Future shoes

Recently I have found it convenient, when saying why I like the term “Future Reality” to describe our research focus, to talk about shoes. Specifically, future shoes.

Imagine you could travel back in time to, say, the year 1863. As PhilH points out, you can’t actually do this, for very sound relativistic reasons. After all, if you were to attempt such a foolish thing, Novikov consistency dictates that our entire timeline would immediately collapse down to a zero probability event, and *poof*, we’d all be toast.

Fortunately we are just doing a thought experiment here, so you’re not actually putting yourself, all your loved ones, and the entire Universe itself at risk by reading this.

Anyway, where was I?

Oh right, shoes. In our hypothetical thought experiment, you set your Wayback Machine to 152 years ago, because you’d like to discuss some finer points of the Emancipation Proclamation with Abraham Lincoln. To your surprise, as soon as he meets you the 16th president of the United States looks down at your feet and says “Hey, where did you get those shoes?”

At this point you realize that the shoes on your feet are impossible objects. They rely on materials, methods of manufacture and assembly, and global shipping practices that will not exist for a very long time. So to Lincoln, they’re going to look like future shoes — because they are.

But to you, they’re just shoes.
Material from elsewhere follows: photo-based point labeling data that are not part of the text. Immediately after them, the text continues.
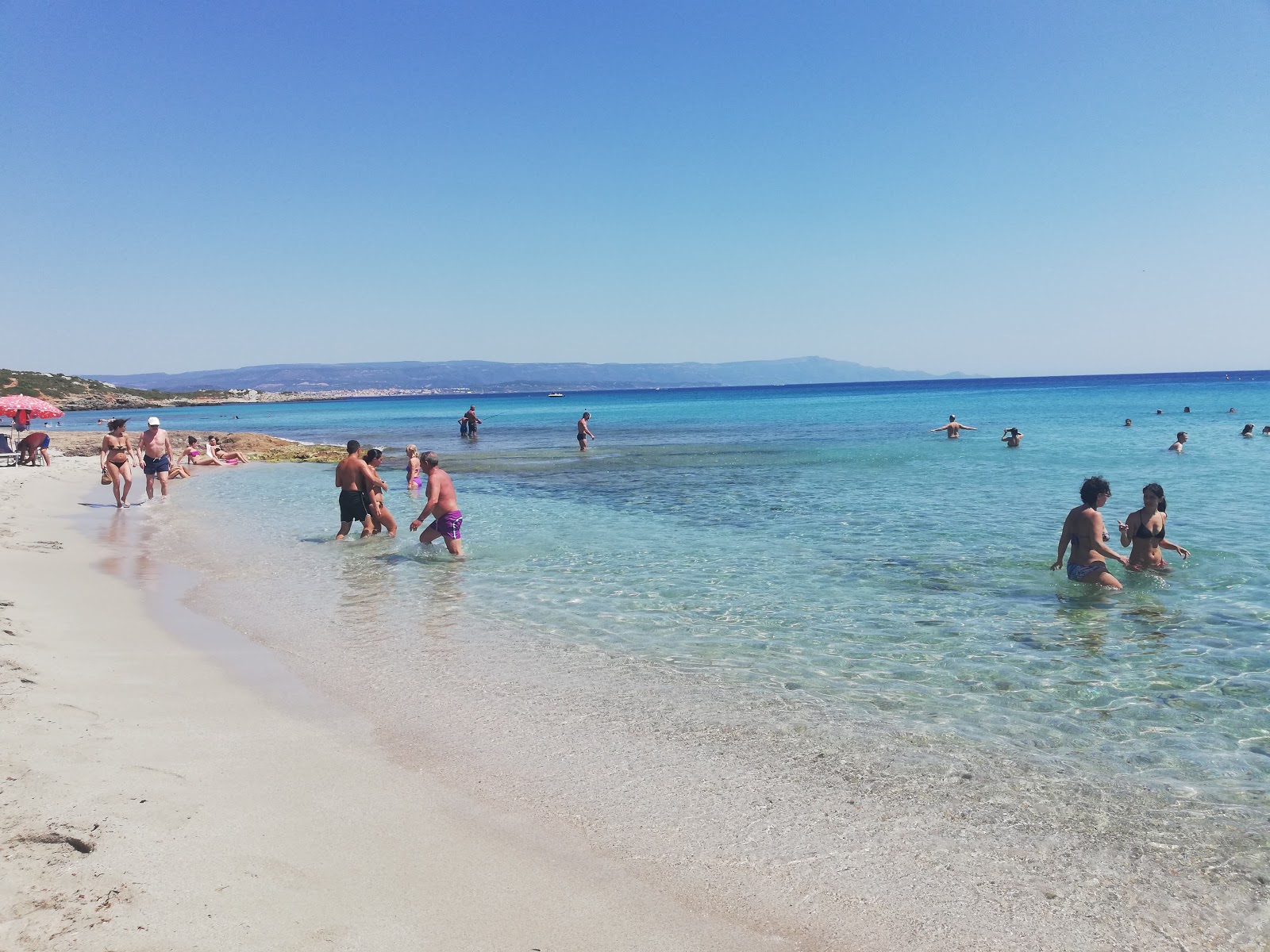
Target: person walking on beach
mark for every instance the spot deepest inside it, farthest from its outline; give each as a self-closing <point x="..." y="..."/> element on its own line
<point x="156" y="456"/>
<point x="117" y="457"/>
<point x="952" y="427"/>
<point x="1085" y="532"/>
<point x="583" y="432"/>
<point x="380" y="514"/>
<point x="31" y="444"/>
<point x="442" y="505"/>
<point x="355" y="479"/>
<point x="1145" y="531"/>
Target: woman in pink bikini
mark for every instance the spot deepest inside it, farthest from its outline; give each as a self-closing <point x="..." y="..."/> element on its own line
<point x="413" y="478"/>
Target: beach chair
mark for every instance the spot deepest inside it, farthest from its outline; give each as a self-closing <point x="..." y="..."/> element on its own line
<point x="8" y="451"/>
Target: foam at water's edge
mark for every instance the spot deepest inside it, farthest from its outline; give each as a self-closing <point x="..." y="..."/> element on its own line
<point x="761" y="806"/>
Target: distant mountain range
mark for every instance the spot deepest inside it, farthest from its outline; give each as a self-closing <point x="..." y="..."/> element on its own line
<point x="484" y="376"/>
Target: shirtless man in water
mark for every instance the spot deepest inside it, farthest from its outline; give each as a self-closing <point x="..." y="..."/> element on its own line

And that’s the point.

In our research we are not interested in studying fantasy worlds where you sit in your chair holding a game controller and pretend to travel at warp speed to far off galaxies while shooting mutant space zombies out of the sky. Not that there’s anything wrong with that.

Rather, we are interested in experiences that at some point in the future will be so ordinary that nobody will even think about them — as ordinary as the shoes on your feet.

What Abraham Lincoln might once have called future shoes, we now just call shoes.

Likewise, future reality may seem exotic now. But one day, we will just call it reality.